Originally this soup was served on Mondays in Ireland. It was usually made up of the leftovers from the traditional Sunday dinner of boiled bacon, cabbage and mashed potatoes.
- 2 large boiling potatoes, peeled and diced
- 1/2 head green cabbage, shredded
- 4 tbsps butter
- 2 onions, peeled and diced
- 1 leek, washed and diced
- 1 bay leaf
- 1/4 tsp nutmeg
- 1 cup milk
- 3 cups chicken stock
- 2 tbsps lightly whipped heavy cream
- 1 tsp parsley, chopped
- salt and freshly ground white pepper to taste
In a 1-quart heavy-bottomed saucepan, melt butter over medium-high heat. Add onions, leek and potatoes and sauté until soft, approximately 3 to 5 minutes. Add cabbage and season to taste with salt and pepper, bay leaf and nutmeg. Simmer approximately 3 to 4 minutes.

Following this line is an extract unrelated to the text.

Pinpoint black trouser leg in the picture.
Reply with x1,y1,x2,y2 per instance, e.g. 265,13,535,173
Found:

Add milk and chicken stock, bring to a rolling boil. Reduce heat and simmer an additional 30 minutes. Remove bay leaf and transfer soup to a food processor. Purée until smooth and adjust seasonings to taste. Ladle into 10-inch soup bowls and garnish with lightly whipped cream and fresh chopped parsley.